Tough questions at press conference

ON TUESDAY morning (Dec 2), at an emergency press briefing held at Withybush, Health Board executive members and Chair Bernadine Rees faced the press in attempt to play down the situation. Reporters were told that negative publicity in local newspapers, and blogging by pressure groups such as SWAT are to blame for the staffing shortages in Withybush hospital, Ms Rees claimed at the hastily arranged press conference.

Bernadine Rees called for everyone to work together to ensure that Pembrokeshire was a place medical specialists would like to come and work Speaking to The Herald on Tuesday Mr Rees referred to the adverse coverage the Board has had over Withybush Hospital: “Those who show an interest in working in Pembrokeshire, then go on to websites and with the plethora of jobs that are available they decide that perhaps Pembrokeshire is not the best place for them to go. You only have to look at the back pages of the British Medical Journal to see just how many vacancies there are across the UK. I cannot speak for the pressure groups but all I can say to them is to ask them to work with us to portray Pembrokeshire positively. We all want the same thing: to provide a sustainable future for health care in Pembrokeshire.”

The storm over the future of Withybush Hospital was rekindled when an internal document was leaked to the press. Re-assurances given to the media since the leak of the explosive letter have raised as many questions as they have provided answers. In particular, the Health Board appears to be contemplating a service model based around the Out of Hours GP Service while there is NO guarantee that 24/7 A&E services will be available after May 2015. The secret report reveals that since the downgrade in paediatric services overnight there has been increased burden on the out of hours service and that too is branded as ‘short staffed and at risk’. The leaked memo says that staffing issues led to the latest crisis in the service, and that a solution needs to be found.

It argues that Withybush should not provide services for patients where further or onward care is required, including those involving palliative care and oncology, to which the Board has made a very public and very recent public commitment, according to the document. Instead Dr Robertson-Steele, the hospital’s Clinical Director recommends: “Limiting provision at WGH to those services at WGH which are fully staffed and skilled.” SWAT chairman Dr Chris Overton told The Herald that the news was the ‘end game’ for Withybush Hospital. He added: “As predicted for many, many years, there will be nothing much will be left at the hospital.” The hospital action group has previously raised concerns that the knock on effect of services removal will result in changes having to be made at Withybush A&E.

LOCAL POLITICIANS REACT 

Stephen Crabb MP told The Herald: “This leaked document appears to confirm our worst fears about what the Board and Mark Drakeford have got planned for Withybush. A dark cloud is hanging over the future of our hospital. The removal of a 24 hour A&E service from Withybush is just unacceptable. The Welsh Health Minister should stop hiding away in Cardiff and come down to Pembrokeshire to either denounce these reckless plans or explain why he thinks they make our community safer. People in Pembrokeshire deserve more than behind-the-scenes plotting. Today the UK Government is giving Welsh Ministers an extra £70 million as a result of the increase in English NHS spending. I have asked that the Welsh Government confirm that it will use this money solely for Welsh health services. After all the recent cuts to services, Pembrokeshire should be first in the queue for this spending.”

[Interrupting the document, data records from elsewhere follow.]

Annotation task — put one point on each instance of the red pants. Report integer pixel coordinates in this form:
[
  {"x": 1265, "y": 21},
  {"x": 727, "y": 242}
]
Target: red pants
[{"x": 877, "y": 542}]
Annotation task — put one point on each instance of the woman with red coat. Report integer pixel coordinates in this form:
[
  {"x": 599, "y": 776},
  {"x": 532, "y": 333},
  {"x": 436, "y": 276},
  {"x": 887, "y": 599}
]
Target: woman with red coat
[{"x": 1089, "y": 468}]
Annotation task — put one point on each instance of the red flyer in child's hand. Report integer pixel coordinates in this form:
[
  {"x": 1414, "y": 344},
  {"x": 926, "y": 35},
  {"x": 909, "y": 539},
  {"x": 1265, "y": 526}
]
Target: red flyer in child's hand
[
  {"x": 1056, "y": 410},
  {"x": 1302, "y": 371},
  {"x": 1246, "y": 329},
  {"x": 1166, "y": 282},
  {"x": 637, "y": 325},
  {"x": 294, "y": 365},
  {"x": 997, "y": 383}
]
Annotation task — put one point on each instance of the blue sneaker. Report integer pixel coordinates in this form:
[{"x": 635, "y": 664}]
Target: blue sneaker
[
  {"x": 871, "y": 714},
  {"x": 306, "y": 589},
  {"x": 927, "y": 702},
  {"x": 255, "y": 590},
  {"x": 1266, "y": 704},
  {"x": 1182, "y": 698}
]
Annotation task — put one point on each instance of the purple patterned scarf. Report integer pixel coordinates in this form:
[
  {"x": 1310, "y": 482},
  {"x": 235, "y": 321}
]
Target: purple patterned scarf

Plaid Cymru Mid & West Assembly Member Simon Thomas said: “The people of Pembrokeshire deserve better A&E services. This development about emergency services at Withybush Hospital is very concerning indeed. Welsh Ministers rejected my concerns that losing 24/7 paediatrics would undermine the long term viability of A&E.” South Pembrokeshire MP Simon Hart told The Herald: “The Health Board has struggled with these staffing issues for years and has yet to solve the problem. If they are going to use “staff shortages” as an excuse to close any department where they can’t recruit then this will become self-fulfilling. We already know that one reason for the GP shortages in the county is the uncertainty over the future of the hospital. Mark Drakeford and the Welsh Government in Cardiff needs to get a grip of t h i s   situation and bring this uncertainty to an end.” Paul Davies AM told The Herald: “I’m appalled that A and E services at Withybush hospital could be at risk. Once again the people of Pembrokeshire are being treated like second class citizens and it’s quite clear that there is a drive to centralise services away from this area. I will be urging the Health Minister to come forward with a statement as a matter of urgency.”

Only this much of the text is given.